Deep sleep also appears critical for brain health over the long term. Reduced slow-wave activity is associated with a buildup of beta-amyloid, the protein linked to Alzheimer’s disease. The brain’s waste clearance system is most active during this stage, flushing out metabolic byproducts that accumulate during waking hours.
You get most of your deep sleep in the first half of the night. The earliest sleep cycles are heavy on N3, which is one reason the first few hours of sleep feel the most restorative.
REM Sleep: Active Brain, Paralyzed Body
REM sleep accounts for roughly 25% of total sleep time. Your brain becomes highly active during this stage, with electrical patterns that closely resemble wakefulness. Your eyes move rapidly beneath your lids, driven by waves of electrical activity that originate in the brainstem and activate emotional and sensory circuits. This is when most vivid dreaming occurs.
At the same time, your voluntary muscles are essentially paralyzed. This temporary muscle atonia is a protective mechanism: it prevents you from physically acting out your dreams. When this system malfunctions, the result is REM sleep behavior disorder, where people kick, punch, or shout during dreams.
REM sleep is heavily involved in emotional processing and certain types of memory, particularly procedural memory (how to do things) and creative problem-solving. Unlike deep sleep, REM periods get longer as the night goes on.
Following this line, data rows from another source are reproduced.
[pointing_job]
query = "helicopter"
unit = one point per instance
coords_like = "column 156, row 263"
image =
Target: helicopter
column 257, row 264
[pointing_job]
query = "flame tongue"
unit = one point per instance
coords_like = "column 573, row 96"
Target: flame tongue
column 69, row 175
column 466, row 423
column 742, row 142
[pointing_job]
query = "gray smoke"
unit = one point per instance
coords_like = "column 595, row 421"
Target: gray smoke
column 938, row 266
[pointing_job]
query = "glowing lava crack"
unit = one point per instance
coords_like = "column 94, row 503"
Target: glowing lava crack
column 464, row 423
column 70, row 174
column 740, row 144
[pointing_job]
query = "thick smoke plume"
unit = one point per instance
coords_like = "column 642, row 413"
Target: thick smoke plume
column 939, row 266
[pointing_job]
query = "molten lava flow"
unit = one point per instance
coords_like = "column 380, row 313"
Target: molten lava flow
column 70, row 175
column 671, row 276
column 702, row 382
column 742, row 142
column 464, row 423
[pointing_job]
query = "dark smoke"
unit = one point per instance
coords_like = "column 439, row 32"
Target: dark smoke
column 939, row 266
Your final sleep cycles before waking are dominated by REM, which is why you’re more likely to remember a dream if you wake up naturally in the morning.
How Sleep Cycles Shift Overnight
A single sleep cycle moves through N1, N2, N3, and then REM, taking roughly 80 to 100 minutes to complete. But the composition of each cycle changes as the night progresses. Early cycles are rich in deep sleep and contain only brief REM periods. Later cycles flip that ratio: deep sleep largely disappears, and REM periods grow longer, sometimes lasting 30 to 45 minutes by the final cycle.
This architecture explains why cutting sleep short has specific consequences. If you sleep only four or five hours, you’ll get most of your deep sleep but miss a large portion of your REM sleep. If you have trouble falling asleep and don’t drift off until late, you might still get adequate REM but lose the deep sleep that concentrates in early cycles.
How Sleep Stages Change With Age
Babies spend a far greater proportion of their sleep in REM than adults do, roughly 50% compared to 25%. This is thought to support the rapid brain development happening in infancy.
As people age, the most notable change is a decline in deep sleep. Older adults spend less time in N3, which is one reason they tend to wake more often during the night. Lighter sleep means the brain is more easily pulled back to consciousness by pain, noise, or a full bladder. The total amount of REM sleep also decreases somewhat, though the reduction in deep sleep is typically more pronounced and more consequential for feeling rested.
This shift doesn’t mean older adults need less sleep. It means they often have to spend more time in bed to accumulate enough restorative sleep, and they may benefit from conditions that protect whatever deep sleep they still get: a cool, dark room, consistent sleep timing, and limited alcohol, which suppresses both N3 and REM.